The final implementation task is to create a dynamic visualization interface that can show the amount of both memory reads and writes performed live, as well as the locations being accessed and the objects performing them. Note that you must provide a fine-grained view of each object. For example, if you decide to implement this feature as a histogram, you will have to create multiple buckets for each object. So if you create a micro-benchmark that follows a linear memory access pattern in heap, your visualization tool must show how each bucket representing the heap region gets filled, one by one.

You are free to implement this feature in any way you desire. E.g., you can pass the data to be plotted to a Python3 script that generates a matplotlib interactive figure. Or you can generate an in-process frontend using ImGui or ncurses. Or you can write an HTTP server that can accept state updates over the network and display the plots in your browser. These are just a few ideas; feel free to utilize whatever you're most comfortable with.
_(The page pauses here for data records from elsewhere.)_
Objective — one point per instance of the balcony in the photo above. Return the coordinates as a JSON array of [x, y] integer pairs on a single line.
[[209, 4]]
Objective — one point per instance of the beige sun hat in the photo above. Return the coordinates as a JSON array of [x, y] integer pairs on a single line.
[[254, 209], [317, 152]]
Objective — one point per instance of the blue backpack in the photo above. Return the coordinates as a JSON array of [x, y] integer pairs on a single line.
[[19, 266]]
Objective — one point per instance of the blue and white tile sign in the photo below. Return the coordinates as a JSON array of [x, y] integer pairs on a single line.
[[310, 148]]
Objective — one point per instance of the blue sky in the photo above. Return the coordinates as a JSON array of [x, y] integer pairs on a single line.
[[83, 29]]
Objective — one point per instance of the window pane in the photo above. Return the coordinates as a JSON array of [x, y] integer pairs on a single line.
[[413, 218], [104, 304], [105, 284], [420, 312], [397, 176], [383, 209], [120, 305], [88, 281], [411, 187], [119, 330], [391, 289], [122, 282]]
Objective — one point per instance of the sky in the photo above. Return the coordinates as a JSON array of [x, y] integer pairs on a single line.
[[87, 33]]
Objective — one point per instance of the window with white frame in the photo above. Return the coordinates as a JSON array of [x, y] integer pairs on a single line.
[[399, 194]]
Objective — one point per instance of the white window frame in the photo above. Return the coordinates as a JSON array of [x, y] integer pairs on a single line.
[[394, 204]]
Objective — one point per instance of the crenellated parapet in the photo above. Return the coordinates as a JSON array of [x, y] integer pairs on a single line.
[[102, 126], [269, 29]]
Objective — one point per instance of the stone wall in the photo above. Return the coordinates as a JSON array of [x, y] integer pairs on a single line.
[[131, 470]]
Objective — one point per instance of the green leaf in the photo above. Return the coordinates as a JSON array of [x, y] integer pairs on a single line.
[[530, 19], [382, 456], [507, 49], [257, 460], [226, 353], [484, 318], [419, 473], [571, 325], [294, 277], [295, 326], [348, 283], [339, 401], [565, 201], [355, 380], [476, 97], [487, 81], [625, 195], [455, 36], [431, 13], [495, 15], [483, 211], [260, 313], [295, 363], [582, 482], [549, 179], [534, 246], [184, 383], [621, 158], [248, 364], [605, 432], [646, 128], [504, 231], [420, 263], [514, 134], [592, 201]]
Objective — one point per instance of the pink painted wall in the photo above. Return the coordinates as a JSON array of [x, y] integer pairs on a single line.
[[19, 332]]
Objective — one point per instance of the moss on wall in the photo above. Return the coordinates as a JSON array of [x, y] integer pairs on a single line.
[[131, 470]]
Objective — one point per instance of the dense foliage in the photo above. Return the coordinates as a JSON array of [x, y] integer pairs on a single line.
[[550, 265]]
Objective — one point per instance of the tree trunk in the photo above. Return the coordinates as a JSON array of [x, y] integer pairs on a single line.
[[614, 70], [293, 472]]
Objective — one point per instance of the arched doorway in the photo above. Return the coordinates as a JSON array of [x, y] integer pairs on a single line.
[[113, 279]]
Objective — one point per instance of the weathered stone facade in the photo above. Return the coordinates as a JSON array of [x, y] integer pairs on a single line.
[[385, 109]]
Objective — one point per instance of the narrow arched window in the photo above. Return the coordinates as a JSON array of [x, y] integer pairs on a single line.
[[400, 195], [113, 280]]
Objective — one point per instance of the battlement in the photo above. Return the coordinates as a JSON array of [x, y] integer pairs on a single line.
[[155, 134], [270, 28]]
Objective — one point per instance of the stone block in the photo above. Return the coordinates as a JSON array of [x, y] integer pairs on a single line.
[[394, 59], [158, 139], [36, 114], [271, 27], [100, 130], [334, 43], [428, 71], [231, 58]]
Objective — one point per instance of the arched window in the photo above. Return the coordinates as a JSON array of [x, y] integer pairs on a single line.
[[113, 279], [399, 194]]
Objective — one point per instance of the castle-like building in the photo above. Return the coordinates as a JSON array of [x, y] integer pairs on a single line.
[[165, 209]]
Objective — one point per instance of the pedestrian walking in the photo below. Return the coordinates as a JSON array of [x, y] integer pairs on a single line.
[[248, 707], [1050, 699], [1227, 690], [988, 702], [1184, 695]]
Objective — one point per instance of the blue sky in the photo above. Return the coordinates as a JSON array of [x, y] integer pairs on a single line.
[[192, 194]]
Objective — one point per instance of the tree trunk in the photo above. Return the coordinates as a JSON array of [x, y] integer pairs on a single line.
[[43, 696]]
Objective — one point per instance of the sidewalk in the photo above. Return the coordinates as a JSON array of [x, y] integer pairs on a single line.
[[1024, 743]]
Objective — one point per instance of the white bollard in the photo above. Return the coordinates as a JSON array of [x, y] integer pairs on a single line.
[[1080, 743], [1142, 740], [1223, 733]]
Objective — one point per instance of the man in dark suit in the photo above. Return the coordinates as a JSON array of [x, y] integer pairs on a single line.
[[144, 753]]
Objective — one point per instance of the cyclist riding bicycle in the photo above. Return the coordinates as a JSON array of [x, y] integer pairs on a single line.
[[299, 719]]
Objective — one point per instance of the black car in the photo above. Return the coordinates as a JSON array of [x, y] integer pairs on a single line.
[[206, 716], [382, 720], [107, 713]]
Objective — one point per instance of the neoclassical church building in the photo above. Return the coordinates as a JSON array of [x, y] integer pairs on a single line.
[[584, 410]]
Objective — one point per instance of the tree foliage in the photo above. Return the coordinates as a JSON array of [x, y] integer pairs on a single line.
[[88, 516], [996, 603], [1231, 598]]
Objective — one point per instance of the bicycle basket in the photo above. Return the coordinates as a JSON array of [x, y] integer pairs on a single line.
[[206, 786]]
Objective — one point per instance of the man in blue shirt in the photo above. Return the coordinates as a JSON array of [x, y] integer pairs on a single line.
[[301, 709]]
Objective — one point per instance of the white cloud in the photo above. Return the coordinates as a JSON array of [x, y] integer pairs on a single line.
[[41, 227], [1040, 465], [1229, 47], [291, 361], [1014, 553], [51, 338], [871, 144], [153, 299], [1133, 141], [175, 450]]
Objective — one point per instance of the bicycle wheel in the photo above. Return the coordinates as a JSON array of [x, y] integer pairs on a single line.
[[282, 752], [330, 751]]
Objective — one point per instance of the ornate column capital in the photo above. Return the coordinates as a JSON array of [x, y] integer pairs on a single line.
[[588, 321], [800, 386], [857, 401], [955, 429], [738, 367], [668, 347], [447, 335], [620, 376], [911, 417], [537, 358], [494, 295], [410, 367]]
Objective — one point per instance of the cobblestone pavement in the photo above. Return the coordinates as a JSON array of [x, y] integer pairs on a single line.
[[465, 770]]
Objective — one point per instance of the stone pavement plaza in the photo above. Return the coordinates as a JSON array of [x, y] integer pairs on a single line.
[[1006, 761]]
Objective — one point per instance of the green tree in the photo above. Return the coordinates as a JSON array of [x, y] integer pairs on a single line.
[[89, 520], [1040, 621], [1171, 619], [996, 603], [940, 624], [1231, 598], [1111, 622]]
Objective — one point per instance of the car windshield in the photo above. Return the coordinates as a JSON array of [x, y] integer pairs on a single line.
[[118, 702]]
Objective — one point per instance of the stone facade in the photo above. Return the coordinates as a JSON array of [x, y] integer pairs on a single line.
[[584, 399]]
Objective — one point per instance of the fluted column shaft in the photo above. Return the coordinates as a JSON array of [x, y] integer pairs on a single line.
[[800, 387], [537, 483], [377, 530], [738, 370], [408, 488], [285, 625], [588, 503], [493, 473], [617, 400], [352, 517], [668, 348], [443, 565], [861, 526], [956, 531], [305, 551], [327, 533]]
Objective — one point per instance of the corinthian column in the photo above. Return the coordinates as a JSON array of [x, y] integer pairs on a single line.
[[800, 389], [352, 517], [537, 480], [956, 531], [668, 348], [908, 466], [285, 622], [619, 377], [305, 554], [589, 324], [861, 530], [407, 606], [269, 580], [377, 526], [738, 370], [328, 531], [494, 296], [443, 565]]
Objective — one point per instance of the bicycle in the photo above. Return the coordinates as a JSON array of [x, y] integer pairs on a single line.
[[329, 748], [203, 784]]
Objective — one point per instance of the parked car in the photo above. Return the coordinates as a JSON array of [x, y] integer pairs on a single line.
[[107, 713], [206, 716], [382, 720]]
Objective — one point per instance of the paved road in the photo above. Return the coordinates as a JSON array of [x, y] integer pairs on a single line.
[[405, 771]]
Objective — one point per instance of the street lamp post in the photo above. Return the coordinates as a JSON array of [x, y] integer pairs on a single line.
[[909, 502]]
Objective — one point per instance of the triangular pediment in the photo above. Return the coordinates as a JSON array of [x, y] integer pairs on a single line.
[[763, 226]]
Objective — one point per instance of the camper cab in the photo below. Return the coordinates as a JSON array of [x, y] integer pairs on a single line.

Small bonus available if you can limit the displayed samples to a user-specified time window. In other words, show the memory access distribution for the past N seconds while continuously updating the plot. Whether a sample is part of the window or not should be decided based on the time it was taken, not when you consumed it from the record ring buffer. Perf also has an option for attaching a timestamp to each record.

Documentation

Implementation aside, your last task is to test and document your project. Your documentation should be in PDF format and describe your design choices, what tasks you found most difficult, how you solved those problems, and how you tested your tracer. Naturally, this implies you adding plots generated after tracing multiple benchmark programs. Explain how you chose these benchmarks and what observations you could make.

The goal of this documentation is to convince the reader of the soundness of your design and implementation. Try to pose and answer questions such as What guarantee do we have that the sampling is uniform? Is it possible to have a burst of localized samples followed by a period of PMC inactivity? or How did we verify that both read and write accesses have been reported, and not just one type?.

Such issues will arise naturally as you implement the assignment so don't give them much thought beforehand. But remember to address them in the end. Also, needless to say, don't limit yourselves to these examples.

Grading

The deadline for this assignment is 11 May. Upload a zip archive containing the source code, Makefile, documentation and any micro-benchmarks used in testing (don't go and include redis in your submission). The archive should be uploaded to this moodle assignment.

This assignment is worth 1.5p of your final grade. The breakdown by task is as follows:

  • Memory access tracing (30%): If nothing else, the application can provably monitor memory accesses by printing the relevant information to stdout.
  • Mapping addresses to objects (30%): The application should be able to generate statistics for both accessed data regions and code regions performing the accesses. Reads and writes must be treated separately.
  • Plotting (10%): Live illustration of the statistics mentioned in the previous task. Be creative and include even more data if you can.
  • Documentation (30%): Adequately explains the design and implementation. Can convincingly prove that both are sound. Describes the testing methodology and presents the results in a concise but thorough manner. In other words: “Someone has to read this so be considerate and don't waste their time. Improves your chances of not pissing them off.”

The first pair that submits an assignment that receives full marks will automatically pass the exam with a maximum grade.